As my readers know, I’m a big Hambly fan (she’s in My Favorite Reads list). As talent goes, Barbara always restores my faith in the power of good narrative – which, let’s face it, not every writer can do without making me want to shoot myself (or worse, skip over the entire passage). She also does an excellent job with dialog and the make-it-or-break-it, ‘show don’t tell’. (Which if you didn’t know, wasn’t a big deal until about fifty or sixty years ago.) And in today’s historical-paranormal-romance genre, its hard for an author to come up with a unique twist that doesn’t involve a woman in leather, give-me-a-break-sex scenes and vampires.
But Hambly does.
Fact is, she’s done such a great job with her James Asher series, I finish every book relieved to know my imagination is still in tact: i.e.- I get to decide whether the sex was hot and heavy, or if the main vampire, Don Simon Ysidro, is really as nasty as he’d like James and his wife Lydia, to believe.
“Being a writer is a very peculiar sort of a job: it’s always you versus a blank sheet of paper (or a blank screen) and quite often the blank piece of paper wins.” ― Neil Gaiman
I also appreciate that this author knows her history and does an incredible job of weaving fantasy, paranormal, romance and history into one really good plot; my four favorite escape genre’s, all rolled into one. Nine times out of ten, Hambly will hit a home run.

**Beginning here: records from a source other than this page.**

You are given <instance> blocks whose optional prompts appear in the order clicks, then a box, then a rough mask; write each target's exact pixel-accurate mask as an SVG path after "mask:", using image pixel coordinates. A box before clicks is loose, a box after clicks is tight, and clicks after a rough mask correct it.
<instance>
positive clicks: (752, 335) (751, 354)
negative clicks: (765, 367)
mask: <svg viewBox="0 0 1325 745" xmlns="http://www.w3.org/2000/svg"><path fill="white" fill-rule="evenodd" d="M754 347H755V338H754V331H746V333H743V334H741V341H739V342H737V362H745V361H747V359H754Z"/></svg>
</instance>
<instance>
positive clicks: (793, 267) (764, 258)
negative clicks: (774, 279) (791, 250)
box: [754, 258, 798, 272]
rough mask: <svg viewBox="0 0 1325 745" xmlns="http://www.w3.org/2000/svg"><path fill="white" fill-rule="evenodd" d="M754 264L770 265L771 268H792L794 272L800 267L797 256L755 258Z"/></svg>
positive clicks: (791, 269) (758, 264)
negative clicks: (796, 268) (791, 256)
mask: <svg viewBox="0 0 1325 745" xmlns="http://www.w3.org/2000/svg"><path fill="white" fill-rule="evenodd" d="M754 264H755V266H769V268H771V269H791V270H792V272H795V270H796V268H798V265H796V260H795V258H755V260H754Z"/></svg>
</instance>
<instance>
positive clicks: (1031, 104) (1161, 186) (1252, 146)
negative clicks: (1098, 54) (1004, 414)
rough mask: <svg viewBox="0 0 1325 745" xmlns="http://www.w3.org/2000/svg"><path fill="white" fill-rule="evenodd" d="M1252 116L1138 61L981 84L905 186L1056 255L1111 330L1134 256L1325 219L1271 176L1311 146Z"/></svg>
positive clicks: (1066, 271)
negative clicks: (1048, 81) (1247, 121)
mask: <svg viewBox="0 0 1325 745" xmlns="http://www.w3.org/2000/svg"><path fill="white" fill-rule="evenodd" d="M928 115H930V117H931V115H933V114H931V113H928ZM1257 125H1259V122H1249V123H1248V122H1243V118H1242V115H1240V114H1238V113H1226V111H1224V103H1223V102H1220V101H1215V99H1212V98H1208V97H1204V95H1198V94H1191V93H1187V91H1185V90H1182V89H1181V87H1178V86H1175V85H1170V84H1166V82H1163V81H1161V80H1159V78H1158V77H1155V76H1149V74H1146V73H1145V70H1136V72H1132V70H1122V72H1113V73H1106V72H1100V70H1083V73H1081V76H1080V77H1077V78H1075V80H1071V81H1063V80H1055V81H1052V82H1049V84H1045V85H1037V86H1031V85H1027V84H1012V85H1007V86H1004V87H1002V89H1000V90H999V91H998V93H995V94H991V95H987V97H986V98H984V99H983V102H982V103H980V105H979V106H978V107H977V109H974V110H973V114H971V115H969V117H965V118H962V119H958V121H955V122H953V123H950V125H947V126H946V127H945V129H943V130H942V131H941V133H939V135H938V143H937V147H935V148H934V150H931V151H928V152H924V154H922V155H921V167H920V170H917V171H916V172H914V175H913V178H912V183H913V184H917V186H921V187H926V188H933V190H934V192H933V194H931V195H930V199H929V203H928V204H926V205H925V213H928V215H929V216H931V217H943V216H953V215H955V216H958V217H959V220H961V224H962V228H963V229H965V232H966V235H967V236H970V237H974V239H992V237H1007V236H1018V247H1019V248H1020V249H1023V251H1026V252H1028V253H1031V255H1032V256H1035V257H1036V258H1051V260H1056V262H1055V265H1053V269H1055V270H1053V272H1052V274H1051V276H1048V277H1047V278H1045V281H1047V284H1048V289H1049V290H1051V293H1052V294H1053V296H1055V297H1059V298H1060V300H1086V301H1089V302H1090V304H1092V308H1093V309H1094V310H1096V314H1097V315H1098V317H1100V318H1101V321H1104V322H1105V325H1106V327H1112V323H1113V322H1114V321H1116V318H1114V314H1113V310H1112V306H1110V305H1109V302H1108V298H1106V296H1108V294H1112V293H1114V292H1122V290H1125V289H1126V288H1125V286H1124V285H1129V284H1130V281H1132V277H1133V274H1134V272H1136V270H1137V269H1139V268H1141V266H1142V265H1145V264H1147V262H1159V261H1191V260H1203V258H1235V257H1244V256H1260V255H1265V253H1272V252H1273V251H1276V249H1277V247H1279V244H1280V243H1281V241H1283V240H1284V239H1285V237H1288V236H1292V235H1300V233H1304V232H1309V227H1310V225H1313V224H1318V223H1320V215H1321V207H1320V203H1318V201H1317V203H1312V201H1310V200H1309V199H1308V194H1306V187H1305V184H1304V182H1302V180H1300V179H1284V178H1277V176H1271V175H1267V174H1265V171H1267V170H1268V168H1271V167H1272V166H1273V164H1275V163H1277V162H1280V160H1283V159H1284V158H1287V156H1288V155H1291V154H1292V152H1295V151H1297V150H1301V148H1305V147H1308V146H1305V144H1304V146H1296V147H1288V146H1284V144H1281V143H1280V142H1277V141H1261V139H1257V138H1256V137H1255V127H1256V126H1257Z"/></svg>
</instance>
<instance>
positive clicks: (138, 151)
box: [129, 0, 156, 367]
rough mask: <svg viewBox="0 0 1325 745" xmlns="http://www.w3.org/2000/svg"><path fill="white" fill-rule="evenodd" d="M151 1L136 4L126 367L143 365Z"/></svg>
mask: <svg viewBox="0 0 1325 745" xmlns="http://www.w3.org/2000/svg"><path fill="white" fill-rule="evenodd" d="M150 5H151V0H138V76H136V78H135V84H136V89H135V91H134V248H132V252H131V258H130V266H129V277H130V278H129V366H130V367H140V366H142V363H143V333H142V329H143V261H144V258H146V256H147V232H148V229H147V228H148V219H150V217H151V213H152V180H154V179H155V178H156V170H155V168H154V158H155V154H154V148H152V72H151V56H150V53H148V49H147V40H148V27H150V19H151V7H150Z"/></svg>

Unfortunately, this was that one that didn’t quiet make it to home plate.
Not that she didn’t do a wonderful job with the history and the paranormal and the romance or the dialog or the narrative. Where she would have lost me, had I not whipped out my ‘Loyal Reader Badge’, was the first twenty or so pages. It was almost as though it took her awhile to figure out where she was going with the story, and then forgot to go back in the re-write and tidy up the confusion. In other words, it took quiet a while for me to connect with the story she was trying to tell. Too convoluted by far. Which is not her normal style. It also didn’t help that there were so many Russian names, I couldn’t keep track of them (What do they always tell an author about having too many characters?)
So on my readers scale of 1-5 stars, I’m giving Blood Maiden, a 3 for taking too long to reach first base.